Le competenze del Terzo Settore, che è stato costituito nel 19883 con lo scopo di coordinare gli interventi della Comin verso l’esterno circa la tematica complessiva del disagio minorile, riguardano: 

  • il rapporto con il territorio di appartenenza del servizio; 
  • l’elaborazione, a partire dal patrimonio esperienziale, al fine di promuovere la sensibilizzazione delle istituzioni e/o della popolazione;
  • il coordinamento con altre esperienze al fine di gestire assieme alcuni interventi e di attuare un confronto sugli aspetti etici e professionali del nostro intervento.

In un secondo tempo è stato ampliato il mandato al Settore che è diventato anche punto di riferimento per gli altri settori e per l’Assemblea Generale rispetto alla riflessione interna della cooperativa.4

Inizialmente il Terzo Settore aveva fissato unicamente nell’Assemblea di Settore l’ambito di confronto e di decisione e lasciava l’attuazione degli interventi ai soci che se ne assumevano il compito.

Nel 1991 è iniziata però una revisione organizzativa del Settore5. Avendo infatti constatato come l’organizzazione del Settore, impostata su di un unico incontro assembleare mensile, non garantisse un reale confronto sui molti e diversi interventi attuati dalla cooperativa e un’effettiva progettazione comune degli stessi, si è proposta la costituzione di sottogruppi di lavoro che siano responsabili della definizione puntuale e della attuazione operativa dei diversi interventi, secondo le linee espresse nell’Assemblea di Settore. 

SETTORE PREVENZIONE

Il Settore, costituitosi nel 1991, ha il mandato della gestione del centro di prevenzione al disagio minorile e delle iniziative del centro vacanze. La sua organizzazionedecisionale prevede come unico momento l’Assemblea di Settore (oltre ovviamenteall’équipe degli operatori incaricati della gestione degli interventi). 

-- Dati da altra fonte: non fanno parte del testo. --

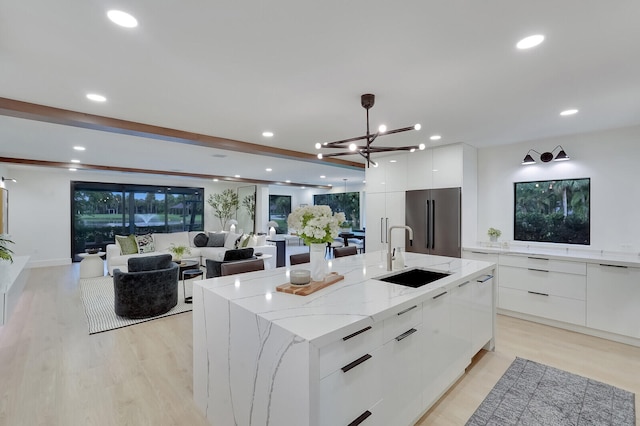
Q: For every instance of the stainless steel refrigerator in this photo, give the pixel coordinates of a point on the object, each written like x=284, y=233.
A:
x=434, y=215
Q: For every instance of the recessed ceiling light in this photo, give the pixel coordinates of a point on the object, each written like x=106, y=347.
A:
x=123, y=19
x=531, y=41
x=95, y=97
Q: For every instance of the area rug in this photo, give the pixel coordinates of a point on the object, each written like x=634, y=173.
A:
x=535, y=394
x=97, y=297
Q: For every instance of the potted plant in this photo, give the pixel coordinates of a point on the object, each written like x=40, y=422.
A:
x=179, y=251
x=494, y=234
x=5, y=252
x=224, y=205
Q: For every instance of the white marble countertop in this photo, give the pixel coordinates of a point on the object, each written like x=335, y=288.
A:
x=577, y=254
x=358, y=297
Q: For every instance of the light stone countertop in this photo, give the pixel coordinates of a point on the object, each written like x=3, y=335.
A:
x=358, y=297
x=578, y=254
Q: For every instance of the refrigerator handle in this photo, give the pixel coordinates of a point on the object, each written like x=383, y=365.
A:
x=433, y=224
x=427, y=219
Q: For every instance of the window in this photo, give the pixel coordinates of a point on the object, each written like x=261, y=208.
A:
x=347, y=202
x=102, y=210
x=279, y=210
x=555, y=211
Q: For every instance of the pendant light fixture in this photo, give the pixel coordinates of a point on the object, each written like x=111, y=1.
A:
x=365, y=150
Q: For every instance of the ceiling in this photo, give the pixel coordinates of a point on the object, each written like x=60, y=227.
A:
x=297, y=68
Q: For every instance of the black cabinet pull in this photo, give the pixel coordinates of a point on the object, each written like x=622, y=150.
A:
x=356, y=363
x=539, y=294
x=613, y=266
x=486, y=278
x=360, y=418
x=407, y=310
x=406, y=334
x=356, y=333
x=440, y=295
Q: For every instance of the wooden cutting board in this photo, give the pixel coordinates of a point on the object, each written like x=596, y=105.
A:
x=312, y=287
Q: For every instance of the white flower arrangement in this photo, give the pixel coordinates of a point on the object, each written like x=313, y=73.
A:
x=315, y=224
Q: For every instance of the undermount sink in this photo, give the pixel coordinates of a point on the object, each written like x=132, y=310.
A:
x=415, y=277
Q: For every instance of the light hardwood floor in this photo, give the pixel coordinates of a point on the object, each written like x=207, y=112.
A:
x=53, y=373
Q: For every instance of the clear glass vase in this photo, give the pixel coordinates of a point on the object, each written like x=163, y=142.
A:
x=318, y=262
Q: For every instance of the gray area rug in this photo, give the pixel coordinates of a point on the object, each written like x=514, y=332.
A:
x=535, y=394
x=97, y=297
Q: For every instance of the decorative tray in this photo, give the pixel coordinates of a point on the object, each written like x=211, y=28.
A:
x=312, y=287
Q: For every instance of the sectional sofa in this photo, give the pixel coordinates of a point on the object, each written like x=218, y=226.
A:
x=216, y=244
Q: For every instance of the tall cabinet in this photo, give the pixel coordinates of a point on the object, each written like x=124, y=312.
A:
x=447, y=166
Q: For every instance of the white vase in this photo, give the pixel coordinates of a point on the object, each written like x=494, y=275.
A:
x=318, y=263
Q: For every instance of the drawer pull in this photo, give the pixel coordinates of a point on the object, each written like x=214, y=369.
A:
x=356, y=363
x=360, y=418
x=406, y=334
x=356, y=333
x=440, y=295
x=613, y=266
x=407, y=310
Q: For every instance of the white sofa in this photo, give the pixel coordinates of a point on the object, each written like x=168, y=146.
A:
x=162, y=242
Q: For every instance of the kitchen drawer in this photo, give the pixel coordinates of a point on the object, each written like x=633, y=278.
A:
x=401, y=320
x=350, y=347
x=542, y=263
x=345, y=395
x=539, y=281
x=552, y=307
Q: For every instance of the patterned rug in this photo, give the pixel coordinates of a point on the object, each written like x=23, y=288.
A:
x=97, y=297
x=535, y=394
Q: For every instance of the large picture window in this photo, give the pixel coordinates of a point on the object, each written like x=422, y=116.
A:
x=102, y=210
x=346, y=202
x=555, y=211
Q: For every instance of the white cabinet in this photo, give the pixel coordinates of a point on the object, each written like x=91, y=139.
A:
x=383, y=211
x=613, y=297
x=553, y=289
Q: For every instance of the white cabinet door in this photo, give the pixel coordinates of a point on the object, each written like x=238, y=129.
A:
x=419, y=170
x=613, y=293
x=483, y=312
x=447, y=166
x=402, y=395
x=461, y=312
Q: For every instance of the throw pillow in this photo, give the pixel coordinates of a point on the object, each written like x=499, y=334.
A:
x=128, y=244
x=145, y=243
x=200, y=240
x=216, y=239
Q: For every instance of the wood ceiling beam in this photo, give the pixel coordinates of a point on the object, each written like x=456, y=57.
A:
x=61, y=165
x=30, y=111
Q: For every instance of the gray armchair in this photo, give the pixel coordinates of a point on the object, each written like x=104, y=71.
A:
x=150, y=287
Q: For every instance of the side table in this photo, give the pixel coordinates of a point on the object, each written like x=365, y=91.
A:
x=91, y=265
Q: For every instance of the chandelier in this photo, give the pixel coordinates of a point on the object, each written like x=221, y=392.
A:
x=366, y=149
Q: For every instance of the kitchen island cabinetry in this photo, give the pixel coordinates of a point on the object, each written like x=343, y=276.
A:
x=361, y=351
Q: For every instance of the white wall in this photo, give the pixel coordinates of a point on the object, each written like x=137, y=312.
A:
x=40, y=207
x=609, y=158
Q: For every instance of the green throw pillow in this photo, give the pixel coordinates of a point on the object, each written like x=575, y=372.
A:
x=128, y=244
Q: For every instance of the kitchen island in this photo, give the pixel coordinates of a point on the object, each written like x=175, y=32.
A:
x=361, y=351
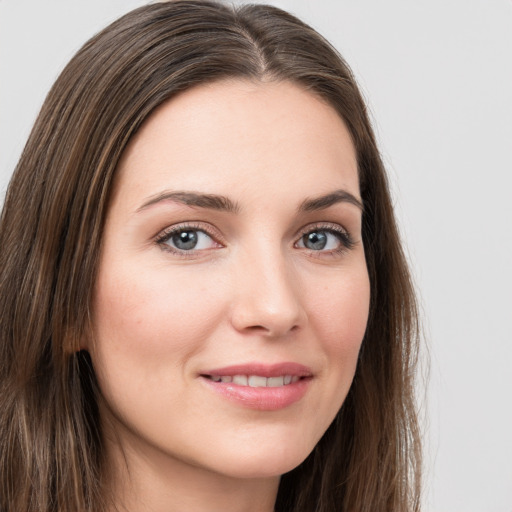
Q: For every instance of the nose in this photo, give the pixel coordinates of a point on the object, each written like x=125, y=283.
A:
x=267, y=301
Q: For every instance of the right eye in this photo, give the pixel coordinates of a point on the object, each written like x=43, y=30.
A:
x=186, y=239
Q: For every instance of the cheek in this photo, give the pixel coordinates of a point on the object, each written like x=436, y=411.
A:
x=148, y=320
x=340, y=315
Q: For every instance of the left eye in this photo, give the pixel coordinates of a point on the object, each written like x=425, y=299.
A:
x=321, y=240
x=188, y=240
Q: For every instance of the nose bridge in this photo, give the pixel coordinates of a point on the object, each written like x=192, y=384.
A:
x=268, y=296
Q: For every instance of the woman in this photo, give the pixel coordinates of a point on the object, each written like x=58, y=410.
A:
x=205, y=305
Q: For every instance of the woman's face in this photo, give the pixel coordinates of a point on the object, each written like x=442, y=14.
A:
x=232, y=294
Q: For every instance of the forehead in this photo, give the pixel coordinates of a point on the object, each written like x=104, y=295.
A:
x=240, y=136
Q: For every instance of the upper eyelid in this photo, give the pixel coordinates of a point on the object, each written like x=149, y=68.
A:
x=216, y=235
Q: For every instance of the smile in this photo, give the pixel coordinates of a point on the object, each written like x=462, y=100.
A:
x=260, y=387
x=255, y=381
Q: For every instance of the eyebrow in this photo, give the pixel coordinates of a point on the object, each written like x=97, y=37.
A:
x=224, y=204
x=209, y=201
x=327, y=200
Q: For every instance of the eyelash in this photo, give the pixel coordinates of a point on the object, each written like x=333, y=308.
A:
x=345, y=239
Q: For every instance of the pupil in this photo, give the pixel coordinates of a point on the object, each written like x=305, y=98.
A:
x=316, y=241
x=185, y=240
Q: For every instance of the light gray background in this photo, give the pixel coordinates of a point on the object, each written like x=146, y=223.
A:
x=438, y=77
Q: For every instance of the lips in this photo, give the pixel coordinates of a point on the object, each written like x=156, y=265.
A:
x=259, y=386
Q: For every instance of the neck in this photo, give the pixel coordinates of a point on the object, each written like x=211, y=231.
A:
x=156, y=482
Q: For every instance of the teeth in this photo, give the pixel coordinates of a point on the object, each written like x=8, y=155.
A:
x=274, y=382
x=256, y=381
x=240, y=380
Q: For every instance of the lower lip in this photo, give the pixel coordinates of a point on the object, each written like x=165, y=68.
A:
x=261, y=398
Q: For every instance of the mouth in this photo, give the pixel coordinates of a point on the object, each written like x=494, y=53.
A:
x=260, y=387
x=255, y=381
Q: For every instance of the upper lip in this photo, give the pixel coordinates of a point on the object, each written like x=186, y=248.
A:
x=262, y=369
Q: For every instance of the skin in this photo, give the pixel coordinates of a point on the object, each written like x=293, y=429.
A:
x=253, y=290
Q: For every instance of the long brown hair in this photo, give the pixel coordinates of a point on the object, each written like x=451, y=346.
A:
x=50, y=236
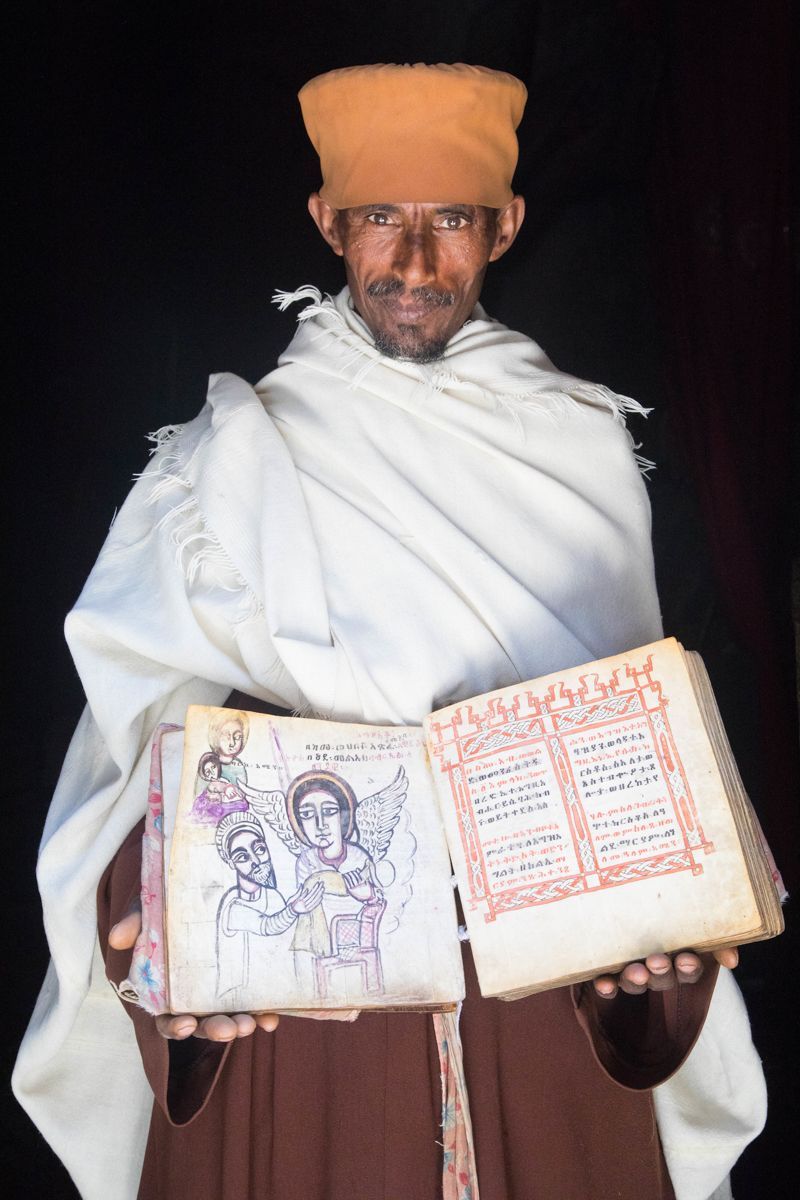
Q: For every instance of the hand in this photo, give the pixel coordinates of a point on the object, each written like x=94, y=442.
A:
x=660, y=972
x=217, y=1027
x=307, y=897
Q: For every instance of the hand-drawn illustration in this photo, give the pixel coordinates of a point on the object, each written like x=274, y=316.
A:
x=253, y=906
x=228, y=732
x=317, y=822
x=301, y=868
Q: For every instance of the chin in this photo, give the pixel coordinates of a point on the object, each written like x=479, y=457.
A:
x=414, y=348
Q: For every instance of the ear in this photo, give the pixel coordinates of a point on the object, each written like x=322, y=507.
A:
x=326, y=221
x=509, y=222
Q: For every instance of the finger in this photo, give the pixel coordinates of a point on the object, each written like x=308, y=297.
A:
x=124, y=934
x=689, y=966
x=662, y=976
x=217, y=1027
x=245, y=1024
x=635, y=978
x=176, y=1027
x=606, y=987
x=266, y=1021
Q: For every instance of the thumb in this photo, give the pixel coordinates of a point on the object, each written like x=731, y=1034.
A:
x=124, y=934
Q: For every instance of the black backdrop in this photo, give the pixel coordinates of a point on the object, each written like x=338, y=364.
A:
x=158, y=199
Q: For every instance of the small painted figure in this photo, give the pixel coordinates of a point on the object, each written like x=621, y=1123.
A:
x=253, y=906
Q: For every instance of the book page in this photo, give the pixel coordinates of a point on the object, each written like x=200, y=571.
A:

Il “gruppo di coordinamento”

Come abbiamo già visto al gruppo di coordinamento sono state attribuite solo funzioni tecnico-organizzative allo scopo di raccogliere i problemi presenti nei diversi settori ed organizzare la decisionalità interna fissando le date e gli o.d.g. delle assemblee generale e di settore e curando che gli argomenti trattati siano adeguata mente presentati (“possibilmente” con relazioni scritte da distribuire in tempo prima delle riunioni) in modo da favorire la collegialità decisionale.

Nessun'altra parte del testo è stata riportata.